Gandhi was assassinated. Will that tradition continue? How many pall bearers shall we need? Is that the truth where we have arrived?
History does not allow us to be pessimistic. There is the historicity with its dialectics. It is the darkest hours that carry the finality of silver lines. Are we there yet? Perhaps not.
But before that, we have to know why Mahatma Gandhi was killed. Was it because he was loved deeply by each and all. Except those who carried the burden of vested interest, and hated unity, a unity that bridged all gaps, and left no one as other. Mahatma Gandhi had entered the political sphere of the country, which was divided between two communities, Hindus and Muslims. It was resented deeply by the right reaction. Gandhiji was also against the abyss that stood between the feudal lord and the peasant, between the worker and the master. Lords and masters flourished on the unpaid labour while those who slogged got pittance in return. To get rid of the abyss, he committed the sin for which he was given the capital punishment. He had wanted peace and for that, unity was the only way out. But with peace, injustice cannot be committed, democratic rights cannot be denied. The ire was because of their insecurity against his ability to reach the roots.

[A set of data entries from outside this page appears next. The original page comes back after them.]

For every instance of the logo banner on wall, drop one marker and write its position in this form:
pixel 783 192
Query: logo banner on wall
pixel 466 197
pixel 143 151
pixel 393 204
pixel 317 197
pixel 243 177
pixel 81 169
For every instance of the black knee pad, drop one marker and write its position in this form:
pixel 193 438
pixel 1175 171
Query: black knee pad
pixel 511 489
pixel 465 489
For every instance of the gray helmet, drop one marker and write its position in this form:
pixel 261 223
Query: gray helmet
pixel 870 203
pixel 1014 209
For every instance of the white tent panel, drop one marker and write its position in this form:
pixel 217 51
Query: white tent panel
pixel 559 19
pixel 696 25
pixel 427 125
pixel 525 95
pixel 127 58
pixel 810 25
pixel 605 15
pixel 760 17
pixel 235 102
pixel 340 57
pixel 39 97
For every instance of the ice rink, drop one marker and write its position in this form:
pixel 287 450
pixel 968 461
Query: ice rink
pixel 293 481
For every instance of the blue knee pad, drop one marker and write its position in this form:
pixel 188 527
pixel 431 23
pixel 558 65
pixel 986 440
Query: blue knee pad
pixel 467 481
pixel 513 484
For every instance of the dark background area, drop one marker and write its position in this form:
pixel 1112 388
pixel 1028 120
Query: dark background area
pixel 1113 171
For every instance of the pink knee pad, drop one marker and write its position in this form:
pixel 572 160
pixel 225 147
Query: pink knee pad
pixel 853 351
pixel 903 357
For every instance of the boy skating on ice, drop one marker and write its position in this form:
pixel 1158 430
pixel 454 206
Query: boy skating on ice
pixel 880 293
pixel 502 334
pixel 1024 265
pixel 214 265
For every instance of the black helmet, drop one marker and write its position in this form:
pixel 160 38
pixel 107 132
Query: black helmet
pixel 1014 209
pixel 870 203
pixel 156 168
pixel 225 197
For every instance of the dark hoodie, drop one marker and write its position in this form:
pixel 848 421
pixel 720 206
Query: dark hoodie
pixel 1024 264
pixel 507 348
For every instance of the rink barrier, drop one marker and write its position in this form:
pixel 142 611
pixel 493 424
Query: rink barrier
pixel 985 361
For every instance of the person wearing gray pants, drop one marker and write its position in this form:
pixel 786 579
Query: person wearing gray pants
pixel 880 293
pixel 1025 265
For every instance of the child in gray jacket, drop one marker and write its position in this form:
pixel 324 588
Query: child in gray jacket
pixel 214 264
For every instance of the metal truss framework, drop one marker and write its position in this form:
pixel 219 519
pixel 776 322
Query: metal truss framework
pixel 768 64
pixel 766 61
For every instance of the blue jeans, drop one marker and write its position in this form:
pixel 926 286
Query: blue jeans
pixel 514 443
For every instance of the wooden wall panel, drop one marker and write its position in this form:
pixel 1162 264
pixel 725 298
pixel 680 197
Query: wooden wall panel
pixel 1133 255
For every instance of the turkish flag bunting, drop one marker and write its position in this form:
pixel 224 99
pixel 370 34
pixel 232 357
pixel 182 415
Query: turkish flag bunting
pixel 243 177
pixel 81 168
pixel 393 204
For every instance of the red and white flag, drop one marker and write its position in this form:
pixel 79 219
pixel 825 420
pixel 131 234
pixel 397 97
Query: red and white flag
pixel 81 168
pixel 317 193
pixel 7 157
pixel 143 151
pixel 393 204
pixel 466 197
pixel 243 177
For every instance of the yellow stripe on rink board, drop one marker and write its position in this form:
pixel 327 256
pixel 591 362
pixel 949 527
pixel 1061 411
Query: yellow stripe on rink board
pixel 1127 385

Once when Gandhiji was asked why most of the time his call for non violent protest ended in violence, his reply was it was the ‘holy anger’ that engulfed and turned violent, to destroy the darkness of untruth. He had resisted this violence, because the outcome was to be cruel repression. State had to protect its interest, which it always did, at the cost of its own people, and their lives. The brutality of this response from the state power would destroy the fabric of society. In fact, he said state and politics had to be people oriented. Hence the entire national movement was based on anti- colonialism, on building up democratic ethos, and its basic fabric was based on secularism.
And yet, immediately after we attained our independence, the rightist forces succeeded to eliminate himbutonly at their own peril. The vast masses of the country burst in rage and attacked all their offices. Even the leaders and cadres were not spared.